I tried to like playing villains, but I tried to play the Duke and the Duchess of Malfi without enormous success, and lately I've played Othello and Macbeth and been very dissatisfied with myself in both roles. I think that in a part that needs a primitive savagery and really very violent nature I'm not successful in conveying that to an audience. I have too much sort of withdrawalness...
Presenter asks
Now you've played all the great parts in the classical repertory. Is there any part you haven't played that you still want to tackle?
There's the part of Henry the Fourth as an old man in Henry the Fourth, part two, which I hope to play again one day, and I hope again to play Prospero and Lear, perhaps in six or seven years, when I'm really the right age for them.
Presenter asks
Now what about modern plays? We've seen you in plays by Noel Coward and Graham Greene in recent years, but you haven't touched anything yet in the new school of drama.
No, I was asked to play an end game by Samuel Beckett, and I couldn't bear the play, and a play of Sartre was asked to be in. Once or twice things have come along, and I've tried to be courageous and say I like them, but if I don't like a thing wholeheartedly I can't give myself to the danger of letting myself in for a long and unhappy experiment.
Presenter asks
You've seen the pattern of the theatre change quite a lot during your career. In recent years we've seen it shrink and contract, particularly in the provinces. Do you think there's going to be a theatre renaissance?
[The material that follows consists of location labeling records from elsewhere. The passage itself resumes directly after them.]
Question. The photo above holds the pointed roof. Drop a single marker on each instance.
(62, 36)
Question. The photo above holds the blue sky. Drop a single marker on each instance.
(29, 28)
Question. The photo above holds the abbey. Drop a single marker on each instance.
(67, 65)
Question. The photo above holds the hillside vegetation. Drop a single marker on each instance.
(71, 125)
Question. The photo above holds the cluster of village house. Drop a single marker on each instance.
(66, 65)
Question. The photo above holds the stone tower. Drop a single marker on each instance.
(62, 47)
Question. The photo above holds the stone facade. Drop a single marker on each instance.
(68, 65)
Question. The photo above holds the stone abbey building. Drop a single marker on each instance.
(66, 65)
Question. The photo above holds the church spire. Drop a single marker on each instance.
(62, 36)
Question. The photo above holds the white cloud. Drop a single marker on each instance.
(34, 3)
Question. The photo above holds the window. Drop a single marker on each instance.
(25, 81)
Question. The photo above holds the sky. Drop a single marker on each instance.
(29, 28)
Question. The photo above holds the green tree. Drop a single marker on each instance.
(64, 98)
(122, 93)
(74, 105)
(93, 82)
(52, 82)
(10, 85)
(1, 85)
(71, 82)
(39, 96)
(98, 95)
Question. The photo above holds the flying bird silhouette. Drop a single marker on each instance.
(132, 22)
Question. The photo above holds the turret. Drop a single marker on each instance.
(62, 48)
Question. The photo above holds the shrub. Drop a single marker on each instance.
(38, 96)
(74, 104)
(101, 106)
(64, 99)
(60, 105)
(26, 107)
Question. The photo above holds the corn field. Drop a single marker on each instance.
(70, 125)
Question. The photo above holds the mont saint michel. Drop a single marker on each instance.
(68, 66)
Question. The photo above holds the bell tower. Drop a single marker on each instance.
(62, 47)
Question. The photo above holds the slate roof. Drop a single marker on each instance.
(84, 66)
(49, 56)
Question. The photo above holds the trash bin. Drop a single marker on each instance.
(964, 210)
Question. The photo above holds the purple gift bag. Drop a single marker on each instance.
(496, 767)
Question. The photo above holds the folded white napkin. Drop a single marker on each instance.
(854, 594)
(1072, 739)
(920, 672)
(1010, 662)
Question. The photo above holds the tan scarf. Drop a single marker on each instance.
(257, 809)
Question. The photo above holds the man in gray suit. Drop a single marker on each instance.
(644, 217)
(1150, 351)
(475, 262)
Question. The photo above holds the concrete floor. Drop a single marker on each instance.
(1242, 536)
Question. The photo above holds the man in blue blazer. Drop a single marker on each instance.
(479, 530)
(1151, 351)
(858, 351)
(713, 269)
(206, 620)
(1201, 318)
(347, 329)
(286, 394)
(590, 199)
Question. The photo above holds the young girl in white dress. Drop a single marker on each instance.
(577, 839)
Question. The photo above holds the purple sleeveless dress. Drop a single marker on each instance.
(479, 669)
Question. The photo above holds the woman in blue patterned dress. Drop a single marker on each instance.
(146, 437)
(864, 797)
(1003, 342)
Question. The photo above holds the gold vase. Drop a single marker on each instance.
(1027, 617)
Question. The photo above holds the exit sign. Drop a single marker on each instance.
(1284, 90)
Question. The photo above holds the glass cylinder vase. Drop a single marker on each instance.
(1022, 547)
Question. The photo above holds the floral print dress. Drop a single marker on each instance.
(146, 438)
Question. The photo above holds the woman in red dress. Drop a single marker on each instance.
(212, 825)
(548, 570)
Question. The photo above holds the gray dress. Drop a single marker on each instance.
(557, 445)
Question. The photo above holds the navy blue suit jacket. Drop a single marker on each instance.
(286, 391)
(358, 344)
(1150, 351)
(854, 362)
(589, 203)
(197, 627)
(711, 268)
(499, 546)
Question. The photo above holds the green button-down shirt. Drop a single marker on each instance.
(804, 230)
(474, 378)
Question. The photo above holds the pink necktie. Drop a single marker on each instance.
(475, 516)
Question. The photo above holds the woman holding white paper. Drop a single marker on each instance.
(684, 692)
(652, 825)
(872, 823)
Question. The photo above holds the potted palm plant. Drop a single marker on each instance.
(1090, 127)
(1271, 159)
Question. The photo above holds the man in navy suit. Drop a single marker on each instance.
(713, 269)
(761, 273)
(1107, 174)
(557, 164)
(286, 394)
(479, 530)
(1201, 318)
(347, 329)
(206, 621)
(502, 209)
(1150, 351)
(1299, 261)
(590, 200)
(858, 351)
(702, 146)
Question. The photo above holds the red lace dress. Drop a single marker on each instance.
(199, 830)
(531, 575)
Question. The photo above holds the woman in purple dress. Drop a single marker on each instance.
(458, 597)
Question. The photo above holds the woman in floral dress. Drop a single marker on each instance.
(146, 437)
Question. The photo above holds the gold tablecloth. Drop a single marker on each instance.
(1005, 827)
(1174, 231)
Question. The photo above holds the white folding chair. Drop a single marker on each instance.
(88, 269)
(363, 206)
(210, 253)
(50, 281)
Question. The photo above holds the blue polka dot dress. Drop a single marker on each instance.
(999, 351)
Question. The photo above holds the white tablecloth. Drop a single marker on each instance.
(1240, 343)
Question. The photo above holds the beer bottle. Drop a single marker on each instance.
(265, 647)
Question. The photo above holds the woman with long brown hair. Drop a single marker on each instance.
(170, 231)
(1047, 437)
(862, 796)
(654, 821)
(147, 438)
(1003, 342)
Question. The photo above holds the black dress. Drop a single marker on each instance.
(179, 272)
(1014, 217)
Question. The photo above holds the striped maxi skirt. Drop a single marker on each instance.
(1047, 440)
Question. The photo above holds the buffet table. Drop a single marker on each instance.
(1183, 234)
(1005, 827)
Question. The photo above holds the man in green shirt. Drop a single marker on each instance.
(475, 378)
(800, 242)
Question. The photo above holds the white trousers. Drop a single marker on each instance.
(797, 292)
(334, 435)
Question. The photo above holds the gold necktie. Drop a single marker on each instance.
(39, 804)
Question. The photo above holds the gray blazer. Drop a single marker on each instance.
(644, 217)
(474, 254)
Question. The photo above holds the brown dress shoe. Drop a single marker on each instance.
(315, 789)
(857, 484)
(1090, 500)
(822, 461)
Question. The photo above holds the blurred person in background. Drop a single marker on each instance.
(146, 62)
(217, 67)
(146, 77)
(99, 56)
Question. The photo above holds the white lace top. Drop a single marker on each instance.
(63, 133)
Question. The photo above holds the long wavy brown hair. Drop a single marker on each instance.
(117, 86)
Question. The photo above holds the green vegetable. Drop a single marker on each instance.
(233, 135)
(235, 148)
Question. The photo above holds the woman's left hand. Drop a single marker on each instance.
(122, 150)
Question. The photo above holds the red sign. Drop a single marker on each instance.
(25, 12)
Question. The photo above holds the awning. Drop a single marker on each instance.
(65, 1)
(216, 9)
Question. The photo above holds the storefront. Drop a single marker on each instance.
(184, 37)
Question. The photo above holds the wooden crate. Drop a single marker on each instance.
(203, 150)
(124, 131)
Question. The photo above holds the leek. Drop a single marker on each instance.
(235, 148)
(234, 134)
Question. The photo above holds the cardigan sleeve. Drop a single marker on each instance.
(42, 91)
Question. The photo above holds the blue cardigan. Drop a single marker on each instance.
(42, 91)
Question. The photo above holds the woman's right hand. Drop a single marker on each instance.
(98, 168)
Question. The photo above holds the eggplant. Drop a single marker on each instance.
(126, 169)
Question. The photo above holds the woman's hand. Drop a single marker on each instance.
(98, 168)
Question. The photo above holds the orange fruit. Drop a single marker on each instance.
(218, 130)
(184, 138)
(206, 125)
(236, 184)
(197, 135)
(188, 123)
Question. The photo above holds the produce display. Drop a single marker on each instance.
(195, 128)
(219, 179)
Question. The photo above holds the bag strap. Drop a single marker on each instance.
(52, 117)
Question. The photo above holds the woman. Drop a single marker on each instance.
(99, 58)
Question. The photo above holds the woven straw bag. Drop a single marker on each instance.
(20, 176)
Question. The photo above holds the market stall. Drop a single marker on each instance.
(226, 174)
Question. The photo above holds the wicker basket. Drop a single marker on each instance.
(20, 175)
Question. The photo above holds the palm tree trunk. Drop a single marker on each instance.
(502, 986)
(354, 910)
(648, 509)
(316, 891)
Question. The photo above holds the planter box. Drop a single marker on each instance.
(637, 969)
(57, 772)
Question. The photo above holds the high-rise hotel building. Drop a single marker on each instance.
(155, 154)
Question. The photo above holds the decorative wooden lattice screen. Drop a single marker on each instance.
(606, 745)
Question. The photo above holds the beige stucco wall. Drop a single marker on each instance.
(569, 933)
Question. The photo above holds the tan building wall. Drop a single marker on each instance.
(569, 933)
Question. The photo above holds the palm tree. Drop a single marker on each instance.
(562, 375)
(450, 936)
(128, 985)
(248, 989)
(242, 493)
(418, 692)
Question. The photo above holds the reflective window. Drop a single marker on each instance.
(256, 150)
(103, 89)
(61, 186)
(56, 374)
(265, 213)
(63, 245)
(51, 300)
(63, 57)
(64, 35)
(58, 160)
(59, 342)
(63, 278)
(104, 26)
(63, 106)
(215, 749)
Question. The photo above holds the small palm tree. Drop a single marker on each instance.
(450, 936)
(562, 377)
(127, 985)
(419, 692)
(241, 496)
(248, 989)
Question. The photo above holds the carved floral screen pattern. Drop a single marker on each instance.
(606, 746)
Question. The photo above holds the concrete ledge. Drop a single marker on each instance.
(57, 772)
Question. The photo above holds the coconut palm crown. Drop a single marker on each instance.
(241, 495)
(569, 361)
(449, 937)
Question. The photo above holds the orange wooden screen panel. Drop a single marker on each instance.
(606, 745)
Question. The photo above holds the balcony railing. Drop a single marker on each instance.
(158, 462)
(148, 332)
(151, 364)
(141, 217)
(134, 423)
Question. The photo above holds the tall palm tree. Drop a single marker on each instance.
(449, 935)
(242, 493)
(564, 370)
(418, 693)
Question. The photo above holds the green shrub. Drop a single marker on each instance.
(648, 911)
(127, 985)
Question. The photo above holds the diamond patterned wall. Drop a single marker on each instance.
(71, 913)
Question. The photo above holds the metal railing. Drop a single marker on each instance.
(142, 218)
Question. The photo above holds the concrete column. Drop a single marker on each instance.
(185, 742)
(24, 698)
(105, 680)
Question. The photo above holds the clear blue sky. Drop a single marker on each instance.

I don't know about that, it seems that people are more interested in building new theatres and trying to find new ways of directing... But the great danger to my mind of the present generation is that the actors and directors are trained in so many fields that they find it difficult to make up their minds whether they're going to be loyal to one or the other. And unless you really concentrate on the theatre, I don't think you ever become a first rate theatre man.
“I did about sixteen parts in Shakespeare, including Hamlet, Lear and Macbeth.”
“Hamlet and Richard II... seem to be nearer to my own private nature, and yet they have stretched and made me find things in myself that I didn't know I had, which seem to have touched the public and have satisfied me to some extent, if one can ever be satisfied with one's work.”
“I think that my sense of comedy... has stood me in very good stead in the tragic parts also and I have always felt that in a part like Hamlet, or even Lear, which has a touch of humour, I can carry it out more successfully than in parts like Othello and Macbeth, which not only are very powerful but are also very humorless.”
“In listening to the best singers of Schubert and Schumann one discovers so well not only the composer's wonderful arch of shape in a song, but also the way that the singer can put in varieties and cadenzas and colors and tones which decorate this piece of music in its own shape without losing the arc which makes the complete song. And this has taught me a great deal in speaking verse, I think.”